Tendría algunos cinco años, pelo corto negro cortado a cepillo, ojos grandes y brillantes y estaba desnudo. Tiritaba de frío y llevaba los brazos cruzados sobre el pecho para darse calor. Debajo de estos se notaba la lamentable condición del niño y su estado famélico. Su cuerpo era endeble y delicado; cada vez que inhalaba asomaba por el costado su frágil costillar y en el espinazo se podían adivinar los nudos de las vértebras. Hipaba con la resaca del llanto y dos delgadas líneas de moco bajaban por su nariz e iban a perderse encima de la piedra, junto a los pies encostrados de fango pantanoso. Bajo la luz espectral de la luna y en aquella atmósfera parecía más bien una ranita asustada y con frío que un ser humano.

Pascual trató de acercarse, pero el niño retrocedió y le miró con recelo y miedo. Pascual nunca tuvo cualidades sociales y no sabía como hablarle al niño. Este, sin dejar de hipar, se pasó el dorso de la mano por la nariz y se bajó de la piedra por el lado contrario y se quedó allí agazapado estudiando cautelosamente cada movimiento del extraño. Pascual, un tanto hastiado, miró a su alrededor buscando respuestas a las preguntas que no sabía formular y miró al niño que asomaba sus ojos grandes por encima de la roca y como era bruto de corazón pensó que lo que le venía bien eran un par de buenos azotes para que fuera hombrecito y dejara de chillar.
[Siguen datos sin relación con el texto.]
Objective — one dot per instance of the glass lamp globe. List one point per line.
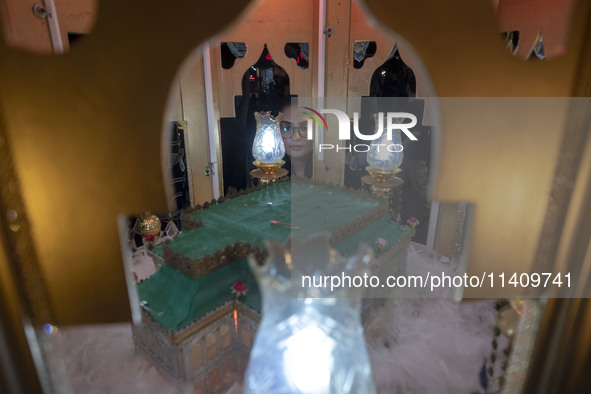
(308, 341)
(268, 146)
(385, 154)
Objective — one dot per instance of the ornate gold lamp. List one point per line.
(385, 157)
(148, 226)
(268, 148)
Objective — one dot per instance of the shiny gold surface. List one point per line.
(148, 224)
(268, 172)
(84, 128)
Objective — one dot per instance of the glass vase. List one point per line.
(268, 146)
(308, 342)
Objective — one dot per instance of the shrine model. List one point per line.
(201, 309)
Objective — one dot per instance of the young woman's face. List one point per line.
(297, 145)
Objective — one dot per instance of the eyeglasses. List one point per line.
(287, 129)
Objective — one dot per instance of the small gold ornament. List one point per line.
(148, 225)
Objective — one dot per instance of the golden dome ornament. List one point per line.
(148, 226)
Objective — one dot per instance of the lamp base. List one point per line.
(268, 172)
(384, 183)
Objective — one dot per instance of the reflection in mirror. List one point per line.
(511, 40)
(363, 50)
(265, 85)
(395, 79)
(230, 51)
(522, 24)
(300, 52)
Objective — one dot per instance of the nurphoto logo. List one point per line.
(393, 121)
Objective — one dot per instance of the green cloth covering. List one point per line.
(313, 208)
(183, 300)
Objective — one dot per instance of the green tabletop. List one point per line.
(175, 300)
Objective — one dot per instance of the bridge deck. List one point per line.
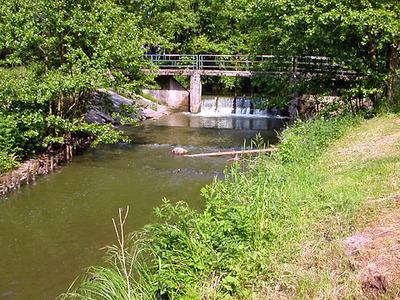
(247, 65)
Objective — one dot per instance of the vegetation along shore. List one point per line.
(314, 217)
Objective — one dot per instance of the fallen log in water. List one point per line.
(239, 152)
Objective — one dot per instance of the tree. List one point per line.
(364, 33)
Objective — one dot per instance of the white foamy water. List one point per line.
(215, 106)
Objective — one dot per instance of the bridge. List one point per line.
(195, 66)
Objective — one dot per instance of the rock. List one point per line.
(179, 151)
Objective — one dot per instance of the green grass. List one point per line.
(266, 230)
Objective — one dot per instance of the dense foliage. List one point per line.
(54, 54)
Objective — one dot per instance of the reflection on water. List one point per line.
(50, 232)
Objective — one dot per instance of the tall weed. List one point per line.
(253, 220)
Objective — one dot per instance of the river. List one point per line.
(50, 232)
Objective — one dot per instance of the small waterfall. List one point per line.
(226, 106)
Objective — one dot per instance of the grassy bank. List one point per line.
(271, 229)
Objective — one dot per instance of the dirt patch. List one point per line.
(374, 147)
(375, 252)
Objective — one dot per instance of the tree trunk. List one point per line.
(392, 73)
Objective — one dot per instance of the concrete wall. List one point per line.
(172, 93)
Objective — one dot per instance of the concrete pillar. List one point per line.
(195, 93)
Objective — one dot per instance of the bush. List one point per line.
(252, 220)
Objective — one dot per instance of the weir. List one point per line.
(195, 66)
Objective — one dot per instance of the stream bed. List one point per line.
(50, 232)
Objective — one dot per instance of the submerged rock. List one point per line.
(179, 151)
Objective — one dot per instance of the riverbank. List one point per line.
(269, 227)
(107, 109)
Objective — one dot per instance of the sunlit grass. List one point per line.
(271, 229)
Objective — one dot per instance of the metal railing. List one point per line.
(264, 63)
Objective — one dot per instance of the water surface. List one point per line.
(52, 231)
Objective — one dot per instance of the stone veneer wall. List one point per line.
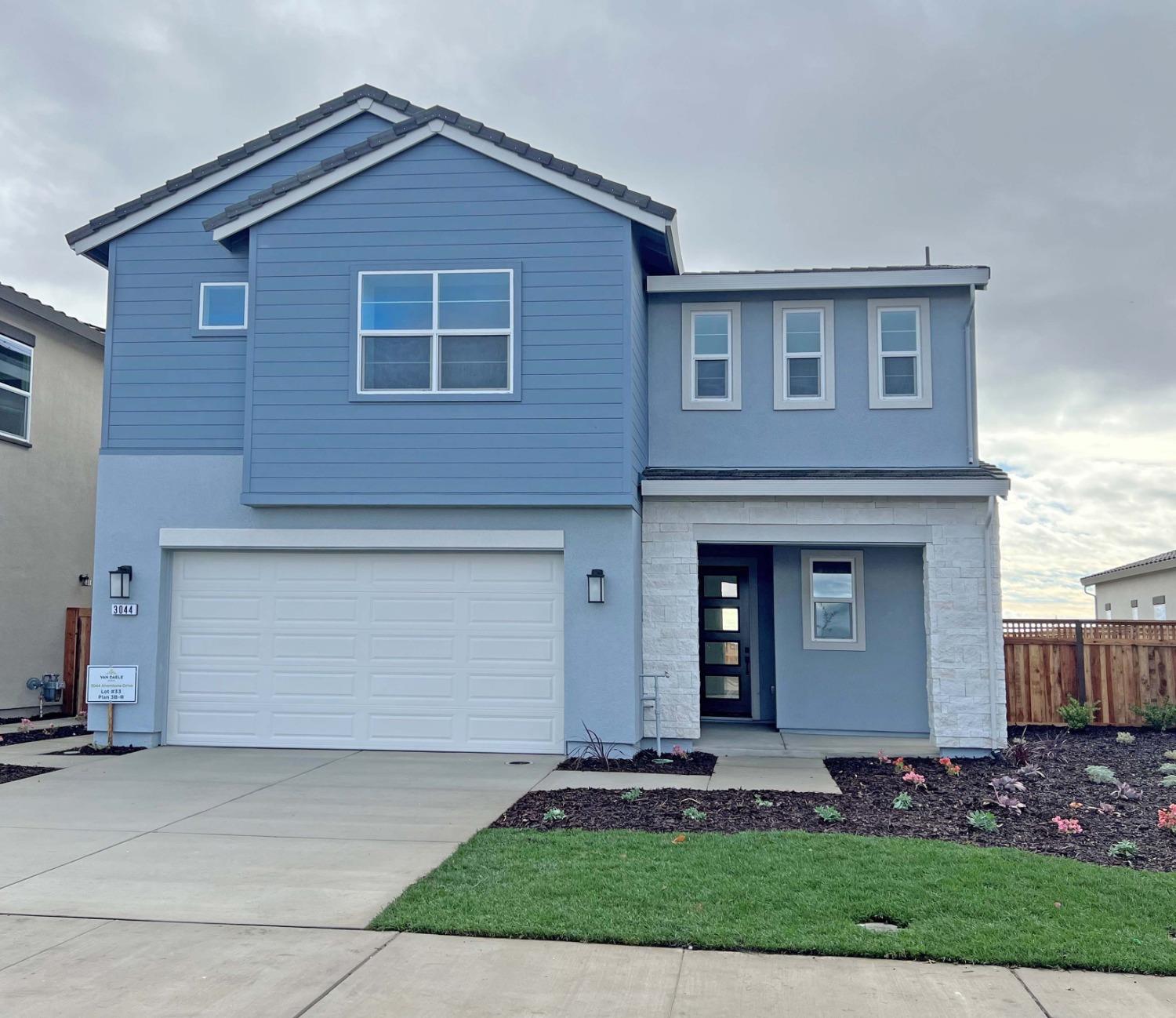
(967, 703)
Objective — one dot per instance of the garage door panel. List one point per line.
(388, 650)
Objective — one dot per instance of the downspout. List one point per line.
(969, 336)
(993, 707)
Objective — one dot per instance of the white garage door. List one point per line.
(367, 650)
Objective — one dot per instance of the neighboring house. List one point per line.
(51, 405)
(418, 437)
(1140, 591)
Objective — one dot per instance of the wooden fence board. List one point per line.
(1122, 665)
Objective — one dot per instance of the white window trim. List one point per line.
(828, 395)
(922, 398)
(27, 437)
(811, 643)
(734, 399)
(437, 333)
(245, 313)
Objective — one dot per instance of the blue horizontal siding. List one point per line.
(440, 205)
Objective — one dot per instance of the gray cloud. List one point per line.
(1032, 136)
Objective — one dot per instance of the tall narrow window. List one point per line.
(833, 601)
(437, 332)
(16, 387)
(900, 353)
(710, 357)
(804, 354)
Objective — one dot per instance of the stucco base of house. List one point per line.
(956, 540)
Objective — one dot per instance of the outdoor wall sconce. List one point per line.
(120, 582)
(597, 587)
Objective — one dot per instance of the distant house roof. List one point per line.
(31, 305)
(1162, 562)
(235, 162)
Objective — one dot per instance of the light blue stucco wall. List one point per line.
(439, 205)
(849, 435)
(139, 494)
(881, 690)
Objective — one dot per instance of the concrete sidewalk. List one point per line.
(92, 969)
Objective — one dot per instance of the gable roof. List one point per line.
(1162, 562)
(426, 124)
(31, 305)
(237, 162)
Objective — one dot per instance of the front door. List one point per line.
(724, 641)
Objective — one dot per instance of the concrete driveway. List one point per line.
(275, 837)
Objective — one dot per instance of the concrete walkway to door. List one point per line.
(274, 837)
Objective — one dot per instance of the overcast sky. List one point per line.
(1036, 138)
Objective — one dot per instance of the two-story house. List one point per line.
(419, 437)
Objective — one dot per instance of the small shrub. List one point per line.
(1160, 717)
(1126, 792)
(1101, 775)
(983, 820)
(1077, 714)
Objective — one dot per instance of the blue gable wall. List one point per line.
(849, 435)
(167, 388)
(439, 205)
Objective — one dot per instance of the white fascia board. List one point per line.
(432, 129)
(456, 540)
(1122, 575)
(235, 169)
(851, 278)
(818, 487)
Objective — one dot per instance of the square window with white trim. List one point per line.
(448, 331)
(900, 353)
(223, 306)
(710, 357)
(804, 354)
(834, 601)
(16, 387)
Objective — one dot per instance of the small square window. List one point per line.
(223, 305)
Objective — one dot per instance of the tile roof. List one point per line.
(31, 305)
(239, 153)
(418, 122)
(1166, 557)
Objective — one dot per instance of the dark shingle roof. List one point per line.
(239, 153)
(416, 122)
(31, 305)
(1166, 557)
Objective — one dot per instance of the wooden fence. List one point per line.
(77, 657)
(1119, 664)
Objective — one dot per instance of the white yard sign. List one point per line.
(112, 684)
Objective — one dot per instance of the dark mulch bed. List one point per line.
(868, 789)
(96, 751)
(12, 773)
(37, 735)
(644, 763)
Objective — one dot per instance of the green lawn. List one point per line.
(800, 893)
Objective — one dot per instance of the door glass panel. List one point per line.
(721, 688)
(720, 587)
(720, 653)
(833, 620)
(833, 580)
(722, 620)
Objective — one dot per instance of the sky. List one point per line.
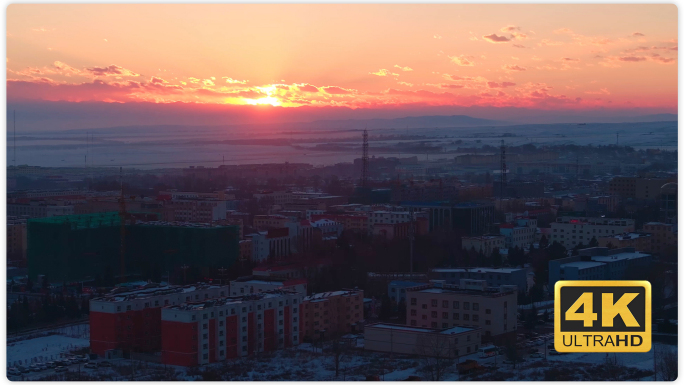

En ese momento Pascual sintió un cambio en el aire y la atmósfera del monte; un hálito súbito y estremecedor comenzó a soplar levemente y a Pascual se le erizaron todos los vellos del cuerpo. Un viento enrarecido de calamidad comenzó a ulular entre las ramas de los árboles y Pascual sintió una acometida en el vientre; un nudo que le atenazó la garganta y que lo paralizó de pavor:

-¡Bop!

Se le heló la sangre y una oleada de frío le hizo doler las orejas. Las ruedas del mundo cesaron de girar un instante, tan grande como la noche, y Pascual se quedó así, clavado en su sitio por un segundo infinito.

Con esfuerzo logró pasar un trago duro y difícil de saliva y le pareció sentir que el recorrido de la sangre por el cuerpo se reanudaba trabajosamente. Entonces:

-¡Bop!

El ruido provenía tras la piedra y sin dudad era el niño, pero… Tenía una tonalidad salvaje y gutural, como si arrastrara el sonido por la garganta y se ahogara con él.

-¡Bop!¡Bop!¡Bop!

Hubo un ligero movimiento tras la piedra, un sonido de hojas secas y una cabeza inhumana asomó por encima y se ocultó rápidamente. Se mostraba fugazmente y luego desaparecía mientras le daba la vuelta a la piedra a saltitos, como las liebres. Finalmente dobló el último recodo de la piedra y Pascual lo pudo ver bajo la luz de la luna en todo su esplendor.

Era de metro y medio, sus patas doblaban hacia atrás y estaban cubiertas de un pelo duro y enmarañado y acababan en un par de pezuñas hendidas que horadaban la tierra. El torso era inconfundiblemente humano, pero de color cerúleo y a ambos lados, dos brazos delgados que terminaban en dedos de puntas negras. Tenía dos enormes ojos, grandes como puños, pero sin pupila ni iris: eran una sola pieza negra como abismo y que brillaban con la intensidad de la luna. Tenía un hocico que más bien parecía una boca humana deformada. Entre sus belfos asomaban dos hileras de dientes ocres que se movian continuamente como probando el aire. Le acompañaba el hedor montaraz  del macho cabrío.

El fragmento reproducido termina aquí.